Los teóricos suelen agruparse en dos perspectivas principales sobre lo que entendemos por democracia. Unos prefieren definiciones minimalistas y procedimentales, poniendo el énfasis en que esta forma de gobierno permite elegir gobernantes de manera pacífica. Otros optan por el maximalismo, resaltando cuestiones como el acceso a la información, la igualdad de derechos y aspectos simbólicos como el origen del poder en las democracias.
Claude Lefort propone una definición filosófica de la democracia. Dice, de manera bella y acertada, que la democracia es un lugar vacío. Que la condición principal de esta forma de gobierno es que el poder no le pertenece realmente a nadie, pues quien lo tiene lo hace de manera transitoria y acotada. Contrario a lo que sucede en la monarquía o en la dictadura donde si hay un titular del poder.
Otros, como Adam Przeworski, Joseph Schumpeter e incluso Karl Popper, se concentran en establecer condiciones mínimas para que nadie permanezca demasiado tiempo en el poder. Popper, por ejemplo, afirmaba que la democracia “es el único sistema en el que los ciudadanos pueden deshacerse de sus gobiernos sin que se llegue a un derramamiento de sangre”. Sus palabras se chocan con la realidad de un país como Colombia donde el derramamiento de sangre y las reglas democráticas han coexistido. En el que, nada menos la semana pasada, se confirmó el asesinato del séptimo candidato presidencial de su historia. Pero eso es otra conversación, ¿o no?
En lo que sí coinciden las distintas definiciones —desde las más maximalistas, como la de Jürgen Habermas, hasta las más minimalistas, como la de Popper— es en que deben existir ideas y proyectos divergentes sujetos al escrutinio de la ciudadanía. La pluralidad de visiones del mundo es condición esencial de cualquier democracia. Sin alternativa al poder dominante no es posible hablar de ella. La posibilidad de que un gobierno sea reemplazado por otro —y ese otro implique también oposición ideológica— es decisiva para la democracia.

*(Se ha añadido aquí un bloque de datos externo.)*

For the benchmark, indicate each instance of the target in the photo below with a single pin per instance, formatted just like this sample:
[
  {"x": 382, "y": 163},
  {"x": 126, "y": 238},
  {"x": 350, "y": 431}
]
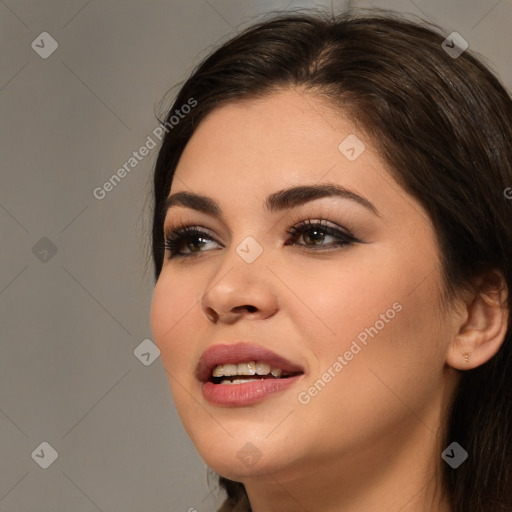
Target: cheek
[{"x": 172, "y": 302}]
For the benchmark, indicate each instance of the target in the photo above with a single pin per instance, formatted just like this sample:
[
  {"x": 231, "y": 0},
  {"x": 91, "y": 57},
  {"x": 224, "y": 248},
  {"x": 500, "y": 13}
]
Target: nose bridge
[{"x": 240, "y": 282}]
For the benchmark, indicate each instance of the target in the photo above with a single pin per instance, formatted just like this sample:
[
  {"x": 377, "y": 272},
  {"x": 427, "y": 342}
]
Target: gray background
[{"x": 70, "y": 321}]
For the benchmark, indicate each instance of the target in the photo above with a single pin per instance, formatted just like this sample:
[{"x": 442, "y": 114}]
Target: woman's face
[{"x": 357, "y": 325}]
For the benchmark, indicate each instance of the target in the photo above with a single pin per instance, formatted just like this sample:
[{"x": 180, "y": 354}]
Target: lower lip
[{"x": 245, "y": 394}]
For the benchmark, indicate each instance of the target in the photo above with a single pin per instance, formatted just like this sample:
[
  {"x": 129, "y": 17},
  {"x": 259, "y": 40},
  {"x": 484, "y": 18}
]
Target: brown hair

Por eso suena tan mal la declaración reciente de un candidato presidencial: “a la izquierda en Colombia hay que erradicarla y destriparla”. Su grito electorero nos recuerda otra desagradable y peligrosa afirmación del presidente de Argentina Javier Milei: “a los zurdos de mierda no les podés dar ni un milímetro, con esa mierda no se negocia”. Lo más desconcertante de la declaración de Abelardo de la Espriella es que, luego de la necesaria réplica del periodista Santiago Ángel en Tribuna RCN, dijo que pretendía “erradicar por la vía democrática un pensamiento”.
De la Espriella se equivoca. Erradicar un pensamiento político, eliminarlo, borrarlo no es posible en el marco de una democracia. Esta forma de gobierno, por principio, necesita de visiones antagónicas. No existen las democracias de posición única. Lo que sí se puede hacer — y esto lo menciona el precandidato tratando de matizar su destemplada frase luego de la interpelación de Ángel— es ganarles el poder, derrotarlos transitoriamente en ese lugar vacío que es la democracia.